桜、早すぎる春 -13-

「ないわけじゃありません」
善文は相変わらず足をぶらぶらさせながら言った。
「でも僕、デジタル制作担当なんです。何かひとつを
自分のテーマにする、ってことがないんですよ」
その目は少し寂しそうだった。
「デジタル制作、って、つまりハイビジョンですよね?」
詩織が聞くと、善文は頭をがっくりと前に落とし、首を
横に振った。


「違うんですよ。ハイビジョンだけじゃない、ってこと」
善文は自分が作ってきた番組のタイトルを言った。その
中にはテレビ番組以外のもの、例えば夏に空港で流して
いた「守り継ぐ日本の美」のような環境映像もそうだ。
教育チャンネルのCD-ROM構成をすることもあるそうだ。


「環境問題については真剣に取り組んでます。NHK
全体で。でも僕が何かできるかと言ったら、何もできない」
「そうでしょうか?」
「佐倉さんは何ができますか?」
「私は…」
詩織はテーブルに置いてある割り箸を手にした。
「コンビニに行ったらエコバックに入れて持ち帰ります。
コンビニ袋は断るようにしています。始めたばかりです
けど。そう意識することが大切なんだと、教わりました」
「誰に?」
「地球に。温かくなっていく地球にです」
善文は足をぶらぶらさせるのを止めた。詩織は続けた。
「でもね、マイ箸は持っていないんです。箸は廃材から
作っていると言うじゃないですか?もしそうだとしたら、
割り箸は使うほうがエコなんです。伐採された木のため
に、全部を利用するほうがいいと思うんです」


「それと、テレビの義務とは関係なくないですか?」
善文の声は小さく低く響いた。
「直接的には。今言ったのは、私が一人の地球人として
できることです。
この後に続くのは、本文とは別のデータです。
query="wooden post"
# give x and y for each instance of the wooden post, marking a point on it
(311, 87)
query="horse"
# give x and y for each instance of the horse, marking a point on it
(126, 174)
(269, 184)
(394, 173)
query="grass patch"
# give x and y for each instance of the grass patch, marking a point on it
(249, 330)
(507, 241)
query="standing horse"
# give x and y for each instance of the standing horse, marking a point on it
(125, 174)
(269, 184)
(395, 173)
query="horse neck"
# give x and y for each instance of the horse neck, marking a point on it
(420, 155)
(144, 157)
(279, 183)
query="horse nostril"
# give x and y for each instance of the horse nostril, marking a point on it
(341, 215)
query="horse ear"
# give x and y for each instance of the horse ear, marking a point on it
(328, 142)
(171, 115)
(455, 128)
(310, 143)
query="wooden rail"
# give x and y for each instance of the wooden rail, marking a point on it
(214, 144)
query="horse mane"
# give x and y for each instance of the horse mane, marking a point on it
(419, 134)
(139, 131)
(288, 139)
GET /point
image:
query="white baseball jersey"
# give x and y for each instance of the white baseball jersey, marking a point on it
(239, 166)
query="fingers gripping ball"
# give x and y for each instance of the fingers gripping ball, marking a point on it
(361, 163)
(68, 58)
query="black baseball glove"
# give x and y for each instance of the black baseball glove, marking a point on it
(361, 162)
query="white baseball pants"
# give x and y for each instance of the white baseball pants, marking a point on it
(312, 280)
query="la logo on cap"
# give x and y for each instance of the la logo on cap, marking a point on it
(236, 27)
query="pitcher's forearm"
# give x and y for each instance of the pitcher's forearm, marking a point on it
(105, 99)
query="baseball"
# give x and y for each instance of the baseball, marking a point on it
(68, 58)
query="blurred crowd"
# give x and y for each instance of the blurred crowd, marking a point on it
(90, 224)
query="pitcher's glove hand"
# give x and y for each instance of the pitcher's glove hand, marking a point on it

これは誰にでもできることです」
詩織は持っていた箸を置いた。
「でも私には違う力、というか…違う機会が与えられて
います」
「なんですか?」
「温かくなっていく地球の姿を、テレビを通して世界に
知らせることです」


善文はテーブルに頬杖をついて、詩織を見た。善文の目は
詩織の目の奥に隠してある物でも探すかのように、あっち
こっちに動いている。
「それで、今、どんな番組を作ろうとしているんですか?」
詩織は笑った。
「田辺さん、私たち同僚じゃないんですよ。言えるわけ
ないじゃないですか」
詩織が笑ったのを見て、善文も笑った。
「そうでしたね。僕、つい夢中になっちゃって忘れてました
よ。今日話したことは、お互いオフレコですね」
「もちろんです」


「あ、だけど」
詩織はパンと手を叩いた。
「なんですか?」
「田辺さんもエコバックにするといいですよ。それは今日
からできるエコですから」
善文はテーブルから離れると腕組みをして笑った。
「エコバック?僕は前からコンビニ袋は使いませんよ。